Optimizing Memory Architecture

Memory architecture is a key aspect of implementation. Due to the limited access bandwidth, it can heavily impact the overall performance. Look at the following example:

void run (ap_uint<16> in[256][4],
          ap_uint<16> out[256]
         ) {
  ...
  ap_uint<16> inMem[256][4];
  ap_uint<16> outMem[256];

  ... Preprocess input to local memory
  
  for( int j=0; j<256; j++) {
    #pragma HLS PIPELINE OFF
    ap_uint<16> sum = 0;
    for( int i = 0; i<4; i++) {

      sum += inMem[j][i];
    }
    outMem[j] = sum;
  } 

  ... Postprocess write local memory to output
}
This code adds the four values associated with the inner dimension of the two dimensional input array. If implemented without any additional modifications, it results in the following estimates:

The overall latency of 4608 (Loop 2) is due to 256 iterations of 18 cycles (16 cycles spent in the inner loop, plus the reset of sum, plus the output being written). This is can be observed in the Scheduler View in the HLS Project. The estimates become considerably better when unrolling the inner loop.

However, this improvement is largely due to the fact that this process uses both ports of a dual port memory. This can be seen from the Schedule Viewer in the HLS Project:

As you can see, two read operations are performed per cycle to access all the values from the memory to calculate the sum. This is often an undesired result as this completely blocks the access to the memory. To further improve the results, the memory can be split into four smaller memories along the second dimension:
#pragma HLS ARRAY_PARTITION variable=inMem complete dim=2 

This results in four array reads, all executed on different memories using a single port:

Using a total of 256 * 4 cycles = 1024 cycles for loop 2.
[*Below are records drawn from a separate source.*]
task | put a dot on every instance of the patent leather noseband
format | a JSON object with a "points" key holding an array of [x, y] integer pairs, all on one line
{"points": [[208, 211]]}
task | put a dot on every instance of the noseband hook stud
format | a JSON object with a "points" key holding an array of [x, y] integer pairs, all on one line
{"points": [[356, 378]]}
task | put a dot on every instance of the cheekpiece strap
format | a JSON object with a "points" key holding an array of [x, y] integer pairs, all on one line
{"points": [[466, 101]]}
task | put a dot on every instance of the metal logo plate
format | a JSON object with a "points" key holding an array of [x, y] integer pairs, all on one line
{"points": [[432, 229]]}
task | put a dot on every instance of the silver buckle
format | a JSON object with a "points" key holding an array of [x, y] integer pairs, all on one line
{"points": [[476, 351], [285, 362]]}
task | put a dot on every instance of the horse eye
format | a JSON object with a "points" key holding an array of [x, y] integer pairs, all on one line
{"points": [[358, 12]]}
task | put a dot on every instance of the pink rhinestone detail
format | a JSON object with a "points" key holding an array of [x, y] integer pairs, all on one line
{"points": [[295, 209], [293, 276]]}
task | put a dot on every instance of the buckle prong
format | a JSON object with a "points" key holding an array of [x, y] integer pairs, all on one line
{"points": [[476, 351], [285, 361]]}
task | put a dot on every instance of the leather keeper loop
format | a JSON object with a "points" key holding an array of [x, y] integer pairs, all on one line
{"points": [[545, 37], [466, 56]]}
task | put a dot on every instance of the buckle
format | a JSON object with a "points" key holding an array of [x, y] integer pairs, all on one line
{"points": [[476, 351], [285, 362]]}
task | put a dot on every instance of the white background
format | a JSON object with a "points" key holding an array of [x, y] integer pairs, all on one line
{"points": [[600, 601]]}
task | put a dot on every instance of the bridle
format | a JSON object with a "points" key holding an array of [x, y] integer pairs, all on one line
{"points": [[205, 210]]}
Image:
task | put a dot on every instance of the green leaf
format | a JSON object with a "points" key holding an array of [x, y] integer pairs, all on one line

Alternatively, the memory can be reshaped into to a single memory with four words in parallel. This is performed through the pragma:
#pragma HLS array_reshape variable=inMem complete dim=2
This results in the same latency as when the array partitioning, but with a single memory using a single port:
Although, either solution creates comparable results with respect to overall latency and utilization, reshaping the array results in cleaner interfaces and less routing congestion making this the preferred solution. Note that this completes array optimization, in a real design the latency could further improved by exploiting loop parallelism (see the Loop Parallelism section).
void run (ap_uint<16> in[256][4],
	  ap_uint<16> out[256]
	  ) {
  ...

  ap_uint<16> inMem[256][4];
  ap_uint<16> outMem[256];
  #pragma HLS array_reshape variable=inMem complete dim=2
  
  ... Preprocess input to local memory
  
  for( int j=0; j<256; j++) {
    #pragma HLS PIPELINE OFF
    ap_uint<16> sum = 0;
    for( int i = 0; i<4; i++) {
      #pragma HLS UNROLL
      sum += inMem[j][i];
    }
    outMem[j] = sum;
  } 

  ... Postprocess write local memory to output

}